Depuis l'entrée en fonction de la Première ministre italienne Giorgia Meloni en octobre 2022, les organisations humanitaires allemandes ont, selon les chiffres de Rome, amené environ 22 500 migrants dans les ports italiens.
Le différend entre l'Italie et l'Allemagne concernant le partage de la responsabilité à l'égard des migrants s'envenime.
Le ministère italien de l'Intérieur a publié de nouveaux chiffres sur les navires de sauvetage privés et réclame une compensation financière à l'Allemagne.
Depuis l'entrée en fonction de la Première ministre italienne Giorgia Meloni en octobre 2022, des organisations humanitaires allemandes ont, selon les chiffres de Rome, acheminé environ 22 500 migrants vers des ports italiens.
Au total, quelque 42 300 personnes sont arrivées en Italie à bord de navires de sauvetage privés durant cette période.
Cela signifie que, selon les calculs de l'Italie, plus de la moitié de ces arrivées sont imputables à des organisations humanitaires allemandes.
Environ 4 500 autres personnes sont arrivées en Italie à bord de navires exploités par d'autres organisations humanitaires européennes, bien que ces bateaux naviguaient sous pavillon allemand.

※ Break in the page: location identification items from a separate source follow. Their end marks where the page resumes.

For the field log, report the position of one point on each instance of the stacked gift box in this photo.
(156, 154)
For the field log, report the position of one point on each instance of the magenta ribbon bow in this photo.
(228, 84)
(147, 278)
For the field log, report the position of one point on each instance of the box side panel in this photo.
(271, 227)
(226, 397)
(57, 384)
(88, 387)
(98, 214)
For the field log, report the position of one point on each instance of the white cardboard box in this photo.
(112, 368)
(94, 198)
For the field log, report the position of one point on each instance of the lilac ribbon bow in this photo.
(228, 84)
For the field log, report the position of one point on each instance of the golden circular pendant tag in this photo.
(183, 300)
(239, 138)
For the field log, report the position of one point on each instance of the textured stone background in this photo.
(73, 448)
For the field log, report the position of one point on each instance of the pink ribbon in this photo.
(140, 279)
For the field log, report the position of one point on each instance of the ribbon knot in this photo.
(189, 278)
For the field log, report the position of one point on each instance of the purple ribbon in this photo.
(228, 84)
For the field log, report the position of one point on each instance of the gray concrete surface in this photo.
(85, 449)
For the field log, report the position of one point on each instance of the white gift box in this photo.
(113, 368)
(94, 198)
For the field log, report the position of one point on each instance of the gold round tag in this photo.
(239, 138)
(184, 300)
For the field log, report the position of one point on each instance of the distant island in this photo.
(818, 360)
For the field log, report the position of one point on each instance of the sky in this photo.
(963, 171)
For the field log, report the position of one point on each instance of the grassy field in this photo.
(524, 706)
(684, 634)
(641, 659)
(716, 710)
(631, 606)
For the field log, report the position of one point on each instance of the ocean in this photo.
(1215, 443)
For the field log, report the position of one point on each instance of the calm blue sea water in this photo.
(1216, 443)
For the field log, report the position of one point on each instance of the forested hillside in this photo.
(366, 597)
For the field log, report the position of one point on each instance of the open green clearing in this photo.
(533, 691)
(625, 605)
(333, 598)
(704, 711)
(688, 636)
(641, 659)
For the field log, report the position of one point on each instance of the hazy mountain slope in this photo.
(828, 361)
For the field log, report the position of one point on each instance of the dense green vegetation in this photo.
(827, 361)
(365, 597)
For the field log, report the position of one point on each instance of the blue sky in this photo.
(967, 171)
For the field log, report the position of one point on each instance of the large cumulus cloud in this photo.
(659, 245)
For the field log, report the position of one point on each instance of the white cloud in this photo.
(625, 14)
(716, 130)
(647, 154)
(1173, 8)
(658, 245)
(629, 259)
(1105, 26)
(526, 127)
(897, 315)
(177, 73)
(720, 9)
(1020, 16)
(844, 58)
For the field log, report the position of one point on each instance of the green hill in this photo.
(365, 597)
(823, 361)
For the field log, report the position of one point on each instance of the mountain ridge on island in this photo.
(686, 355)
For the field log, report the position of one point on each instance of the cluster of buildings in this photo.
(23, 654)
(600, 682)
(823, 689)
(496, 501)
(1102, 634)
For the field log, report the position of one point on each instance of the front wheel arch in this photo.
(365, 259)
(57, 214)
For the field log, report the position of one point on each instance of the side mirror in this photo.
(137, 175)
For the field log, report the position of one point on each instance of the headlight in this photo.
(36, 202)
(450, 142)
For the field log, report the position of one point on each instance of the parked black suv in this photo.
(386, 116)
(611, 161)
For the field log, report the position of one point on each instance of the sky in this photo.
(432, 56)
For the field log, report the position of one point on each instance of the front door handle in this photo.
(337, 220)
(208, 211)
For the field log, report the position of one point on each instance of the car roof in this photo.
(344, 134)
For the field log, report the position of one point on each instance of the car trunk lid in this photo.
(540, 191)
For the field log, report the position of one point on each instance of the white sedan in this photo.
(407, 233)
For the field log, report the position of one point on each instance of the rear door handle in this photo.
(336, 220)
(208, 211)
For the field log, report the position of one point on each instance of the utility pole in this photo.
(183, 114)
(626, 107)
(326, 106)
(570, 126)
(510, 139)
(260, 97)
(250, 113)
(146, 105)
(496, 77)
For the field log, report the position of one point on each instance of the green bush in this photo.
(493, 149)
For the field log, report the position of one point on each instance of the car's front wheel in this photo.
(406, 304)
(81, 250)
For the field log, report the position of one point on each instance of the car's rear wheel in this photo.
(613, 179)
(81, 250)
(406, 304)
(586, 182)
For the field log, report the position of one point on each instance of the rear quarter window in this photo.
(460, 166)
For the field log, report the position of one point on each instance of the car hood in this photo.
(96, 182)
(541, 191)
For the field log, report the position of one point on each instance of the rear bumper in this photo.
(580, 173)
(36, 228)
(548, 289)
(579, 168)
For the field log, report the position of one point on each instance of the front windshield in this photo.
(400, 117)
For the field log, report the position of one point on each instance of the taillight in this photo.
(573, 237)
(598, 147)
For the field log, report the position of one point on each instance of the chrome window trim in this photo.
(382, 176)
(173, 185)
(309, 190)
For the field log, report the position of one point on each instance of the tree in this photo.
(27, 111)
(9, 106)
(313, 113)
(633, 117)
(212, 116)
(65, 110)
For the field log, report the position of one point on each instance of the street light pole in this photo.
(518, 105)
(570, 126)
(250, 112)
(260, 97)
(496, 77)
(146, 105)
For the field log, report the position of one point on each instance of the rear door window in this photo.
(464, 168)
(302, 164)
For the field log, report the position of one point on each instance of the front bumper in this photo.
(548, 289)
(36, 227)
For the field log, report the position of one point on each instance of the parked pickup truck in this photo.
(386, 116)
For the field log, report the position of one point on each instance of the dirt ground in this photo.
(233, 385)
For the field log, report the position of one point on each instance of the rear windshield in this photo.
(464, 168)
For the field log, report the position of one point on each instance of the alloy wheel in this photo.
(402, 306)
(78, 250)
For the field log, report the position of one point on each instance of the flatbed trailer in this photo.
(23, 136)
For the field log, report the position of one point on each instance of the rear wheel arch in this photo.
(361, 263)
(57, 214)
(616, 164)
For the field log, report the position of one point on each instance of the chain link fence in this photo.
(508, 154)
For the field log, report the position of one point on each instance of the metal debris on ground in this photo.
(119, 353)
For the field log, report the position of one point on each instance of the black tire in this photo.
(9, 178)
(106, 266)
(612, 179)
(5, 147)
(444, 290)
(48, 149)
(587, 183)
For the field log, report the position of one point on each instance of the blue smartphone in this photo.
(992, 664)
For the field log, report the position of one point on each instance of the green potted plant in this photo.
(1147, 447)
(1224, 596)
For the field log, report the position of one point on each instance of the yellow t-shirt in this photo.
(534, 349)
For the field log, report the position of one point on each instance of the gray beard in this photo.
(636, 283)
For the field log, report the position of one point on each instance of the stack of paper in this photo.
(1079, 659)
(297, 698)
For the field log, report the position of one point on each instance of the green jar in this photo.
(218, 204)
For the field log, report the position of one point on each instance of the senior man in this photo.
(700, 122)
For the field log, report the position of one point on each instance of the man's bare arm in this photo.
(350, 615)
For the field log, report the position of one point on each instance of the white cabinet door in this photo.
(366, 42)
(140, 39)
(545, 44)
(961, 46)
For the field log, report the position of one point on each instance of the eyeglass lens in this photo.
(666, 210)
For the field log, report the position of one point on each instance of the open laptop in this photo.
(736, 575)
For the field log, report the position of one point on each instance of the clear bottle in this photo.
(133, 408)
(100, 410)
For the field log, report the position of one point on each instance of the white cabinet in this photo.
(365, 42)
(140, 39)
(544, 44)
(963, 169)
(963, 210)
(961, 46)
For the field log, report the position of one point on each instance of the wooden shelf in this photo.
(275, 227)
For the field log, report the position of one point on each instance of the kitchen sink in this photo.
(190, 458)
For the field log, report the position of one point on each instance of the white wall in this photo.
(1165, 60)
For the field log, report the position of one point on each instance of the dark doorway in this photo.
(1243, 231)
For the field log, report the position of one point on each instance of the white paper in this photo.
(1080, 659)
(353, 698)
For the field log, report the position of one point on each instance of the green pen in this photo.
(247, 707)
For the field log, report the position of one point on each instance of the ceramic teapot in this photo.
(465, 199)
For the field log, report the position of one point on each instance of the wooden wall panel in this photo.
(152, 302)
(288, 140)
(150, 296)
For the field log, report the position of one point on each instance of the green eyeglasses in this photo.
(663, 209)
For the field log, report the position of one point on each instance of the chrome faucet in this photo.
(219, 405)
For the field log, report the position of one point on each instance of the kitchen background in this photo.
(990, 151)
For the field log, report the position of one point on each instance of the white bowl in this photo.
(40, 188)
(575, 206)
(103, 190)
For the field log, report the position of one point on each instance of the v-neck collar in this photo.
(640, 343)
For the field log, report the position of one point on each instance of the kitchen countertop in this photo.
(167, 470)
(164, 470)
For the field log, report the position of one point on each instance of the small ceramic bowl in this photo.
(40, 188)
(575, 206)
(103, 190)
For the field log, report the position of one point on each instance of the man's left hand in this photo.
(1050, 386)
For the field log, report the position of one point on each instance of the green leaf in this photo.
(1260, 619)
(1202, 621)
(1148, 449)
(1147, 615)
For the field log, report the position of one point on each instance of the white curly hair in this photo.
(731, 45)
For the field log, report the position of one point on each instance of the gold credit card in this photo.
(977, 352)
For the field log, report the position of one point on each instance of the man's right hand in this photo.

Rome estime donc que la part de l'Allemagne représente près des deux tiers de l'ensemble des arrivées de migrants via des navires de sauvetage privés.
Le ministre italien de l'Intérieur, Matteo Piantedosi, a appelé l'Allemagne à contribuer financièrement.
Piantedosi a clairement indiqué que l'Italie ne souhaitait pas discuter de la réadmission de migrants venus d'Allemagne — et entrés initialement dans l'UE par l'Italie — tant que la question de la responsabilité financière n'aurait pas été réglée.
Conflit autour de trois migrants
L'Allemagne souhaite dans un premier temps transférer vers l'Italie trois personnes qui sont entrées dans l'UE par ce pays avant de demander l'asile en Allemagne.
Rome a toutefois laissé entendre qu'elle pourrait refuser l'entrée de ces migrants sur son territoire et les renvoyer directement en Allemagne.
En vertu d'une règle fondamentale de l'UE, toute personne entrant dans le bloc par l'Italie puis demandant l'asile en Allemagne peut être transférée vers l'Italie pour que sa demande y soit examinée.
Les nouvelles règles de l'UE, en vigueur depuis juin, maintiennent le principe selon lequel le pays de première entrée est responsable, tout en prévoyant des exceptions et un mécanisme de solidarité.
Selon le ministère italien de l'Intérieur, Piantedosi et le ministre allemand de l'Intérieur Alexander Dobrindt (CSU) continuent d'œuvrer à une solution commune.
Cependant, le vice-Premier ministre italien Matteo Salvini a de nouveau pris pour cible les sauveteurs en mer privés.
Il a appelé les gouvernements de Berlin et de Madrid à « freiner » les organisations humanitaires concernées, affirmant qu'elles ne devraient plus être autorisées à acheminer des « immigrés illégaux » vers les côtes italiennes.
876 morts en 2026: les ONG alertent sur la route migratoire mortelle en Méditerranée
Le différend entre Rome et Berlin porte sur une question fondamentale de la politique migratoire européenne.
Qui est responsable des migrants qui atteignent l'Europe en traversant la Méditerranée, et qui doit en assumer les coûts d'accueil ?
Les organisations d'aide soulignent les dangers de cette traversée. Tout récemment, l'organisation italienne Emergency a signalé sept décès à bord d'une embarcation surchargée au large des côtes libyennes. Selon le groupe, 57 personnes ont été secourues, dont deux se trouvaient dans un état critique.
Les organisations allemandes Sea-Watch et Resqship ont également fait état de la découverte de trois corps en Méditerranée.
La route de la Méditerranée centrale demeure l'un des itinéraires migratoires les plus dangereux au monde. Selon l'Organisation internationale pour les migrations (OIM), au moins 872 personnes y ont trouvé la mort ou ont disparu depuis le début de l'année. Ce chiffre correspond aux cas documentés ; le nombre réel est probablement plus élevé, car tous les incidents ne sont pas recensés.